The results of the work were arranged into ten work packages:[1]
- WP1: Rich Tree-Based Statistical Translation
- WP2: Hybrid Machine Translation
- WP3: Advanced Learning Methods for MT
- WP4: Open Source Tools and Data
- WP5: "WikiTrans" Translation Environments
- WP6: Integrated Localisation Workflow
- WP7: Evaluation Campaign
- WP8: Project Management and Dissemination
- WP9: Integrating Slovak Language Resources
- WP10: HPSG-based Statistical Translation
Software and data
[edit]Here is a list of software and data that were released by the project:[2]
- Appraise – an open source tool for manual evaluation of MT output
- BURGER – Bulgarian Resource
- BulTreeBank – Treebank of Bulgarian
- CSLM toolkit – free tool for training continuous space language models (CSLM) to large tasks
- Caitra – tool for post-editing MT results
- Europarl – European Parliament parallel corpus
- IRSTLM toolkit – tool for training language models
- Joshua – an open-source statistical machine translation decoder for hierarchical and syntax-based MT
- MT Server Land – an open-source architecture for MT
- Moses – statistical MT
- MultiUN Corpora – parallel corpus extracted from the United Nations Website
- PCEDT 2.0 – Prague Czech-English Dependency Treebank
- PEDT 2.0 – English part of the Prague Czech-English Dependency Treebank
- Slovak corpora – English-Slovak and Czech-Slovak as well as a Slovak-English and a Slovak-Czech parallel corpus
- Slovak treebank – A dependency treebank
- TermEx – RBMT-Suited Statistical Terminology Extraction Tool
- Treex, TectoMT
Funding
[edit]The EuroMatrixPlus project was sponsored by EU Information Society Technology program.
Total cost of the project was 5 942 121 €, from which the European Union contributed 4 266 896 €.[3]
Project members
[edit]To ensure advance in MT, several organizations that are experts in various disciplines (linguistics, computer science, mathematics, translation) were brought together to cooperate on EuroMatrixPlus.
The consortium consisted of academic as well as commercial partners. Academic partners were the University of Edinburgh (United Kingdom), DFKI – German Research Centre for Artificial Intelligence (Germany), Charles University (Czech Republic), Johns Hopkins University (United States), University of Le Mans (France), Fondazione Bruno Kessler (Italy), Dublin City University (Ireland). Two institutions joined about one year into the project. These were the L'udovít Štúr Institute of Linguistics (Slovak Republic) and IICT – Institute of Information and Communication Technologies at the Bulgarian Academy of Sciences (Bulgaria).

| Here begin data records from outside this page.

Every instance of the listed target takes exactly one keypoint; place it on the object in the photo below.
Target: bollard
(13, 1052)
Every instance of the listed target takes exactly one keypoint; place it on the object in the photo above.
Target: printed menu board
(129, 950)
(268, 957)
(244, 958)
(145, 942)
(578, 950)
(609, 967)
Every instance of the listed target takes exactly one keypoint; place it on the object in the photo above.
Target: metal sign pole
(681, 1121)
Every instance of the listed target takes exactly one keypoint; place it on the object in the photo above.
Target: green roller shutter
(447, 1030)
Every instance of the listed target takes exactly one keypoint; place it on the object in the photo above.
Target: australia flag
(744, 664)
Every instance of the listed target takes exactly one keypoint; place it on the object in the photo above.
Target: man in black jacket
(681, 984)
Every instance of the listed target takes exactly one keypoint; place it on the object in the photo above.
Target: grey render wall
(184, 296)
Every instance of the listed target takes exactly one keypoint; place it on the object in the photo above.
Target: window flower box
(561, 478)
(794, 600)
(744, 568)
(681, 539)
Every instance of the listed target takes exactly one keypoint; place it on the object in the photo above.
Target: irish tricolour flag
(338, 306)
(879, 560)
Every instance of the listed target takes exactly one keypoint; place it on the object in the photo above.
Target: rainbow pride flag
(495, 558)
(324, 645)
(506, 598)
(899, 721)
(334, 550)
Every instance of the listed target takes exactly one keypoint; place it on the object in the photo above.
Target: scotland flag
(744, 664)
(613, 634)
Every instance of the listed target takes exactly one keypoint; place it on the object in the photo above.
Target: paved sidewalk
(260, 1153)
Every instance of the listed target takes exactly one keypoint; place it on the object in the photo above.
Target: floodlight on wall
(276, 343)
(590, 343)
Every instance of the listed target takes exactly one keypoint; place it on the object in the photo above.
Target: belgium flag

Commercial partners included Lucy Software and Services GmbH (Germany) and CEET s.r.o. (Czech Republic).
Coordination of the project was in hands of DFKI with its Language Technology Lab in Saarbrücken. The principal investigator and scientific coordinator was Hans Uszkoreit, a professor of Computational Linguistics at Saarland University.